Airin yang melipat kedua lengannya di depan dada sembari memandang jalanan ibu kota dari balik kaca jendela hanya bergumam sebagai balasan.
"Sori, gue bikin lo resign dari NU:E. Gue juga enggak tau kalo program beasiswa gue diterima dan gue harus berangkat tahun ini." ucap Faisal dengan rasa sesal, "Gue janji, gue bakal lulus dalam dua tahun dan lo bisa balik ke NU:E."
"Berisik lo. Gue mau tidur." balas Airin yang sudah bosan mendengar alasan Faisal yang terus diulang-ulang sejak satu bulan yang lalu.
"Eits, sebelum lo tidur, gue harus nganter lo ke mana? Rumah Tante Wati, Om Rifqi, atau rumah Eyang?" cegat Faisal sebelum Airin pergi ke alam mimpi.
Airin mendengus pelan sebelum akhirnya menjawab, "Rumah Eyang aja."

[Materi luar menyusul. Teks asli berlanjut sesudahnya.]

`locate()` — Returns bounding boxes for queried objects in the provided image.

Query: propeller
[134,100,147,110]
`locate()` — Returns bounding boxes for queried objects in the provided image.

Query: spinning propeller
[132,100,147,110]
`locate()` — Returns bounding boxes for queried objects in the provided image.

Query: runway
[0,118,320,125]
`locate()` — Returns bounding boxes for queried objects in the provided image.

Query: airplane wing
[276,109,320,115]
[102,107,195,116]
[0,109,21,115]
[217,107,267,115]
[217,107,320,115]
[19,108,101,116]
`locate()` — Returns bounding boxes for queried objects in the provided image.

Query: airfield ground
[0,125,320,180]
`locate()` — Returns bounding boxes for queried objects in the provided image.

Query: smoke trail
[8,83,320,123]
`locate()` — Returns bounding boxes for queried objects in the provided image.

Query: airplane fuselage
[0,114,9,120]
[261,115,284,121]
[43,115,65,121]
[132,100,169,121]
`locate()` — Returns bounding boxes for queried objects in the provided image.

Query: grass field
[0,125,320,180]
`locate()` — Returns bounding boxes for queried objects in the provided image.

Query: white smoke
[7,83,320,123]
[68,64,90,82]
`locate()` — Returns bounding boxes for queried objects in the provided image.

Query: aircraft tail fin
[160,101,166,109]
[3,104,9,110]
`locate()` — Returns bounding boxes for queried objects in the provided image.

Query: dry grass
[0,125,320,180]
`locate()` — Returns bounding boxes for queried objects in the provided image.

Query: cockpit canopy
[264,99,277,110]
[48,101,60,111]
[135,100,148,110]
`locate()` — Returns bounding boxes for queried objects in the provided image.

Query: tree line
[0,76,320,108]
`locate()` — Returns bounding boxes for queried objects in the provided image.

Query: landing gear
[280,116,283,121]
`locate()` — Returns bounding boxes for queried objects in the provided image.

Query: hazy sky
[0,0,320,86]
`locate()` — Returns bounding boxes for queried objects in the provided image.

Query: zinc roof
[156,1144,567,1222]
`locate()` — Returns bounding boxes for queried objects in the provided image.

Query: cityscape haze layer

Airin ternyata sudah tertidur selama satu jam perjalanan menuju kediaman Yusuf Gunadi yang begitu megah dan mewah itu. Sebelum merantau ke negeri orang, Airin memang tinggal di sana sejak kedua orang tuanya bercerai di usianya yang baru menginjak 16 tahun. Hal itu pula yang membuat Airin lebih dekat dengan eyangnya dibanding kedua orang tuanya. Apapun permintaan Yusuf pasti akan coba Airin turuti. Termasuk saat sang kakek memintanya pulang ke Indonesia.
"Cucu Eyang pulang juga..." sambut Yusuf menghampiri cucu kesayangannya di ruang tamu.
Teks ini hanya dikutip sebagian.